SENEGAL-AFRIQUE-ARTS
Dakar, 17 nov (APS) – Des professionnels du cinéma réunis, lundi, à la Maison de la culture Douta-Seck, à Dakar, ont déploré l’absence d’une véritable industrie cinématographique en Afrique, qui découle, selon eux, de la faiblesse de la production et de la diffusion, de l’inexistence d’un marché du cinéma surtout.
‘’Le cinéma africain est sérieusement handicapé’’, observe le réalisateur malien Cheick Oumar Sissoko, invité d’honneur de la 25e édition du Festival de cinéma Image et Vie de Dakar (14-18 novembre).

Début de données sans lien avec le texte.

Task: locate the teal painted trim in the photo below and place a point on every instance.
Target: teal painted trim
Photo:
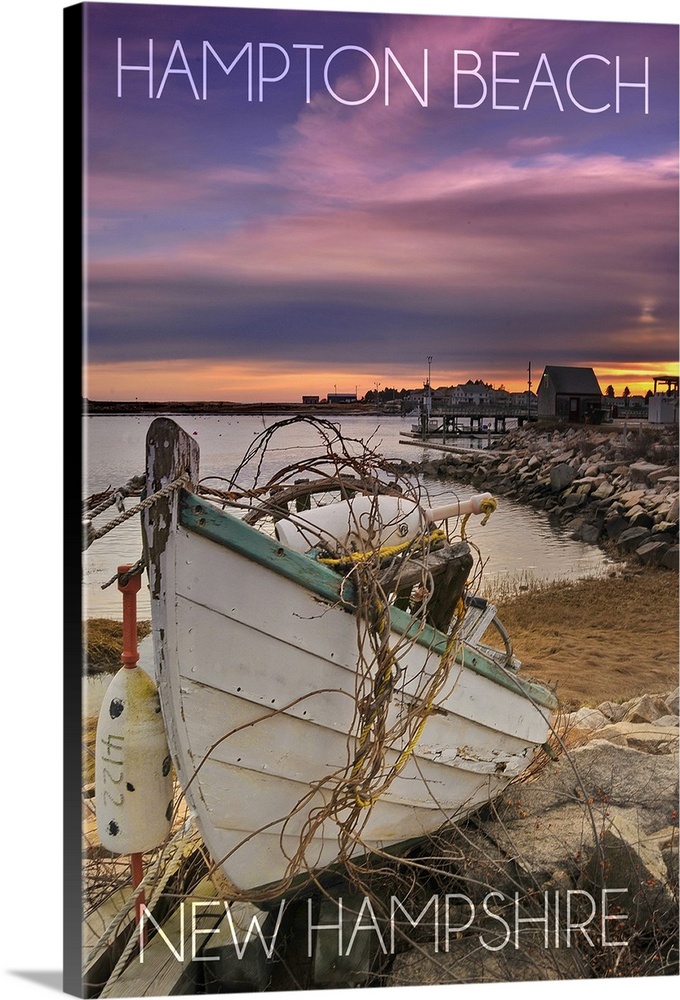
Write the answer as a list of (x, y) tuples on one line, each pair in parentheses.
[(235, 534)]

En intervenant au panel sur ‘’l’environnement du cinéma africain’’, Sissoko est d’avis que le cinéma, après avoir accusé un long retard en Afrique, est maintenant dans une situation d’‘’extrême urgence’’ dans le continent.
‘’Encore une fois, elle (l’Afrique) doit à tout prix se donner la capacité de produire des œuvres cinématographiques et audiovisuelles reflétant sa propre vision du monde, son histoire, son imaginaire, ses valeurs sociales et culturelles’’, suggère le cinéaste malien, ancien ministre de la Culture (2002-2007).
Le réalisateur sénégalais Alpha Gano abonde dans le même sens en constatant le retard du continent africain. Il préconise ensuite ‘’une réappropriation de nos images’’ en guise de remède.
‘’Nous devons inverser la tendance en allant d’un cinéma des réalisateurs à un cinéma des producteurs, pour être les maîtres de nos productions’’, a martelé Gano, invitant les professionnels du septième art du continent à tirer les leçons du passé et à ‘’se réapproprier [leur] cinéma’’.
Ce producteur et promoteur de cinéma, ancien agent de la direction de la cinématographie du Sénégal, a tenu à souligner que ‘’l’image est une question de souveraineté’’. Dès lors, ‘’il est important que le cap soit mis sur la réappropriation de nos images’’, a-t-il argué.
‘’On n’a pas pris le temps de créer d’abord une économie du cinéma’’
L’exploitant de salles de cinéma et distributeur Khalilou Ndiaye, en parlant strictement du cinéma sénégalais, pense que son pays a mis la charrue avant les bœufs lors de la création du FOPICA, le Fonds de promotion de l’industrie cinématographique et audiovisuelle. ‘’On n’a pas pris le temps de créer d’abord une économie du cinéma, c’est-à-dire un marché destiné à la diffusion des films’’, a-t-il diagnostiqué.
M. Ndiaye s’attend à ce que d’importantes réformes cinématographiques soient menées à partir de l’année prochaine. Il ne suffira pas d’édicter des règles, semble-t-il dire en souhaitant l’émergence, dans son pays, d’un secteur cinématographique ‘’où les textes (les règles) seront respectés’’.
Le critique de cinéma Maguèye Kassé tient la direction de la cinématographie responsable des difficultés du secteur, car elle ‘’a failli à sa mission’’. À son avis, cet échec est surtout perceptible ‘’dans la gestion du FOPICA’’.
Kassé a dénoncé la forte diffusion au Sénégal de séries télévisées ne reflétant pas, selon ses propres termes, les aspirations de la société sénégalaise.
Le photographe et décorateur Moustapha Ndiaye, dit Picasso, a dénoncé la propension des auteurs de ces séries à ‘’ne montrer que Dakar’’, réduisant strictement le Sénégal à sa capitale.
La cérémonie de clôture de la 25e édition du Festival de cinéma Image et Vie aura lieu mardi à 19 heures, à la Maison de la culture Douta-Seck.